I wasn’t going to cook a big Thanksgiving dinner this year. For only the four of us, it just seemed like too much work. I already struggle to prepare dinners even though I only do it four days each week. It’s a complicated task to work around the vast array of food sensitivities and personal preferences within this small family. Since no one seemed to care much about the traditional Thanksgiving dinner, I was all set to skip it.
Still, we would have to eat.
What would I cook? I could satisfy the lovers if I bought just drumsticks. Traditional holiday side dishes, such as mac and cheese, sweet potato, and green beans casseroles, were anytime favorites. Our daughter was all prepared to bake a cake for her dad’s birthday. That took care of dessert! Satisfied that I wouldn’t be preparing a “big Thanksgiving dinner,” I happily went to the store, bought the turkey drumsticks and the “fixins,” and went to bed Wednesday night prepared for an enjoyable day in the kitchen Thursday.
The trouble began with the cake. Our daughter likes to bake. She bakes late at night when everyone else is sleeping. She’s learned to be quiet, which is a good thing, and she enjoys the autonomy of having the house all to herself. The downside is that she leaves a mess in the kitchen! Usually, this isn’t a problem because she has all the next day to clean it up before I come home from work to start dinner. This was not so on Thanksgiving.
Picture me, with my habit of rising hours earlier than everyone else to enjoy my coffee in solitude, entering the kitchen to find the detritus of cake-baking filling the sink and half of the counter spaces! Taking a deep breath and my first cup of coffee, I retreated to the relative order of the living room. Seated in my armchair with the gas fireplace warming the room, I contemplated my choices. As I saw it, there were two:
- I could wake her up. (I’d just as soon wake up a hibernating bear!)

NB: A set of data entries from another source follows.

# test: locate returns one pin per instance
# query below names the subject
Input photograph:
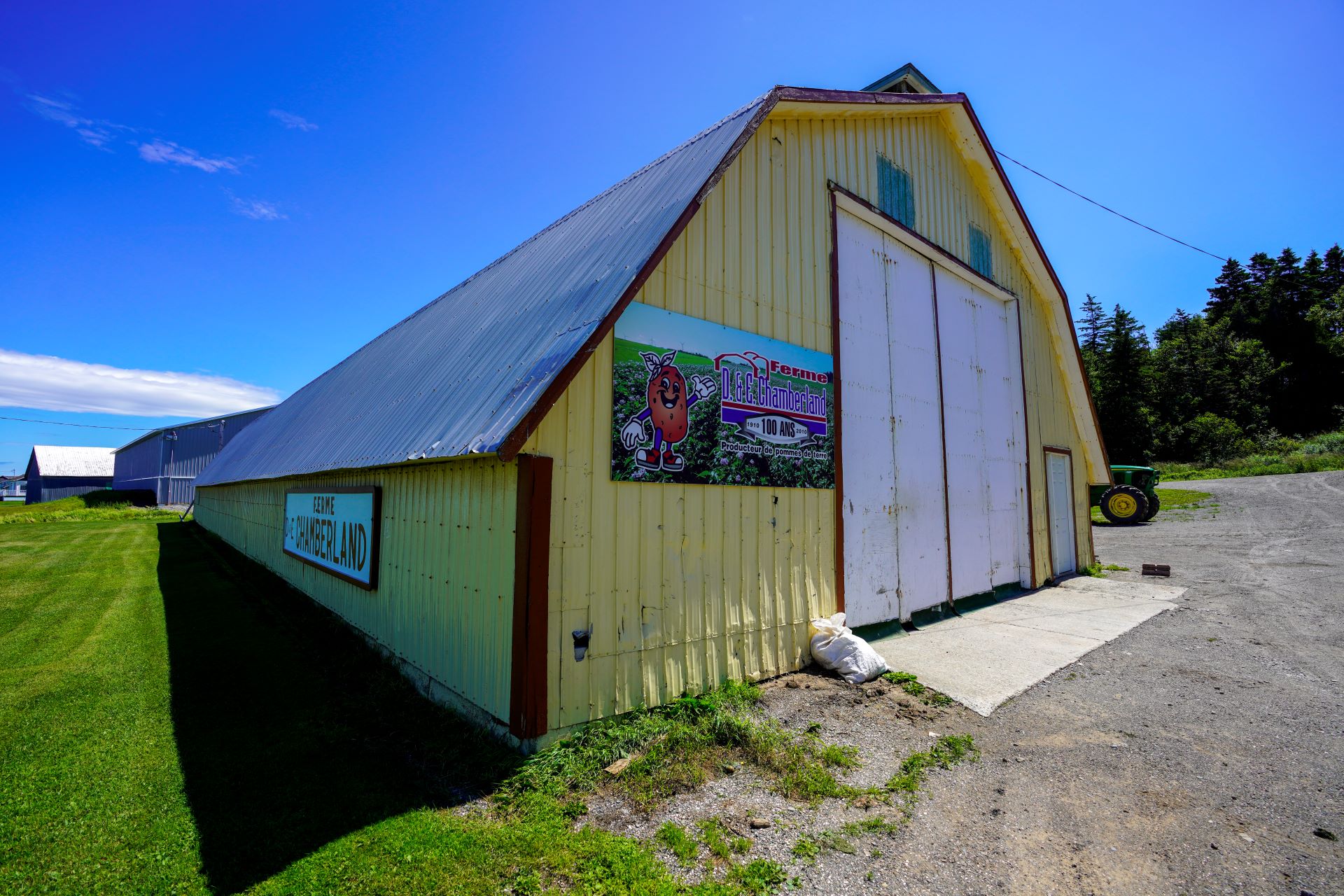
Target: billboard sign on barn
(336, 531)
(702, 403)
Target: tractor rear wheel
(1124, 504)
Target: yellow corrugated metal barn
(813, 359)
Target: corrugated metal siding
(169, 466)
(689, 584)
(445, 580)
(456, 377)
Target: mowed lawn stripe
(93, 794)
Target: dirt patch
(879, 718)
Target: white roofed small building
(167, 461)
(65, 470)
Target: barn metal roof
(475, 370)
(69, 460)
(456, 377)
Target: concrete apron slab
(992, 654)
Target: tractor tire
(1124, 505)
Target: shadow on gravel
(290, 729)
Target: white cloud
(166, 150)
(255, 209)
(61, 384)
(97, 133)
(290, 120)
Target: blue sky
(244, 194)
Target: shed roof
(71, 460)
(475, 370)
(186, 424)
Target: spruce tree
(1123, 402)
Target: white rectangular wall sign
(336, 531)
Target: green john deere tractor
(1132, 498)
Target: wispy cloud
(255, 209)
(100, 132)
(92, 131)
(168, 152)
(290, 120)
(62, 384)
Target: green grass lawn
(96, 505)
(176, 720)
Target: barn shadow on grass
(290, 731)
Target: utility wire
(1112, 210)
(88, 426)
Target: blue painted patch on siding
(895, 192)
(981, 253)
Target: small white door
(1059, 495)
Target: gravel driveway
(1195, 754)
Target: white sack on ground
(835, 647)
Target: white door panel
(870, 512)
(986, 431)
(1059, 498)
(901, 406)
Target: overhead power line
(88, 426)
(1222, 258)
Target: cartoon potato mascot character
(668, 407)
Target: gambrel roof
(476, 370)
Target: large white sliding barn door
(895, 546)
(902, 409)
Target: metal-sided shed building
(64, 470)
(168, 460)
(813, 359)
(13, 488)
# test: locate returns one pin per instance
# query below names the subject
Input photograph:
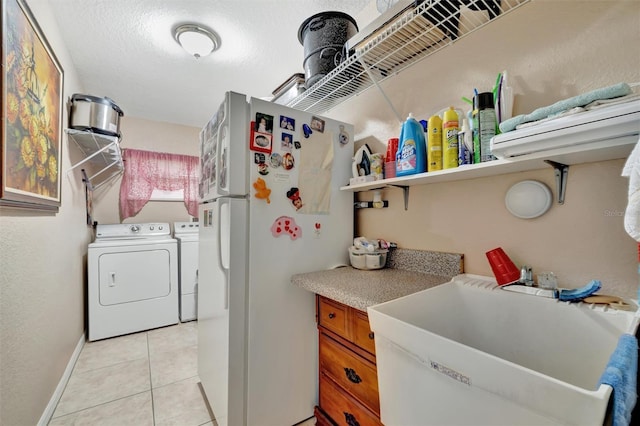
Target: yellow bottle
(434, 143)
(450, 128)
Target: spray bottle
(450, 128)
(434, 143)
(484, 127)
(465, 144)
(412, 153)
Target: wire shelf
(101, 151)
(415, 34)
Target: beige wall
(42, 280)
(552, 50)
(147, 135)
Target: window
(145, 171)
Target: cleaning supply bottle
(450, 128)
(434, 143)
(411, 156)
(465, 144)
(484, 127)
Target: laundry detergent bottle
(411, 157)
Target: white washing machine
(133, 279)
(186, 233)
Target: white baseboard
(57, 394)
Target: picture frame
(32, 111)
(317, 123)
(260, 142)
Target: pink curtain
(145, 171)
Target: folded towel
(580, 293)
(632, 213)
(617, 90)
(621, 374)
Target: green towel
(615, 91)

- I could clean it up myself.
The second choice itself had two options. They were:
- I could clean it up in a huff, allowing each action to fuel my upset.
- I could enjoy setting my kitchen in order before beginning the task of making a simple, yummy dinner for Thanksgiving.
I chose option 2.2: I set out to clean up the kitchen and enjoy doing so!
At this point, you might be thinking: How does this relate at all to your spiritual journey? A good question that I’m glad you asked. The answer is: Everything in my life relates to my spiritual journey! Long ago, I committed to the process of spiritual evolution. I stopped living like a human being having a spiritual experience. I embraced that I was a spiritual being having a human experience. Changes started to occur when those words stopped being a slogan and became my modus operandi.
Today, I genuinely see everything that happens to me and in my world as an opportunity to grow into my true identity as a spiritual being. Mind you, I don’t always see this the exact moment it’s happening! There is often a real lag time. Since I want, more than anything, to be changed by having lived this life, I eventually see that each experience offers me food for this growth. It’s not just the times when an obstacle, question, conflict, or challenge occurs. Every event, even the happy, easy ones, holds a wealth of information on how I’m seeing and being at that time. I learned this approach to life early on in my studies at Unity School of Christianity.
Myrtle Fillmore wrote: “Life is a school. The Great Schoolmaster knows just what problems we need to keep us alert and to bring out the wonderful qualities that the Father has measured out for us to come up to. That is our purpose in life, to succeed in bringing forth God’s perfect idea of the perfect man.” (How to Let God Help You, Chapter 2, “Life Is a School” Unity Books, 1994.)
The dirty kitchen and my decision to enjoy cleaning it changed my experience of preparing the complete, traditional Thanksgiving dinner I ended up serving five hours later! I let go of how I’d wanted to find the kitchen Thanksgiving morning. With that decision, the burden of judgment, anger, and frustration evaporated. Instantly, I was swept along in a pleasant dance, moving around my kitchen as I set things right by cleaning and organizing. Mentally, I calculated the sequence of actions needed to prep and cook every item. Effortlessly, I carried out the actions, even adding dishes I hadn’t thought of initially. The resulting feast was enjoyable primarily because of the spirit of ease and grace that filled me while preparing it.
Much later, I reflected on how different my day could have been. In times past, I was constantly embroiled in conflict. Mostly that conflict was within me. I was never satisfied with my life. I held grudges and wanted to get even. I wanted to win at almost any cost. None of this helped me enjoy life or feel like a winner. It wasn’t until I accepted that life happened without taking direction from me that I shifted my outlook. If I wasn’t in charge of life, what was I in charge of? The answer I found was: I’m in charge of my response to life.
This answer came from the books I read, the people who came into my life, and the path I eventually followed to ministry. It informs my life and infuses me with meaning and purpose. If I know anything, it’s this: It matters more how you BE in life than it matters what you DO. How I am being in this moment is entirely up to me. The power to choose how you will BE in any given situation is profound and empowering. If you make that your overriding purpose, your life will never be the same. It can change “Thanksgiving” to “Thanksliving.” Now, that would be an event to celebrate each and every day!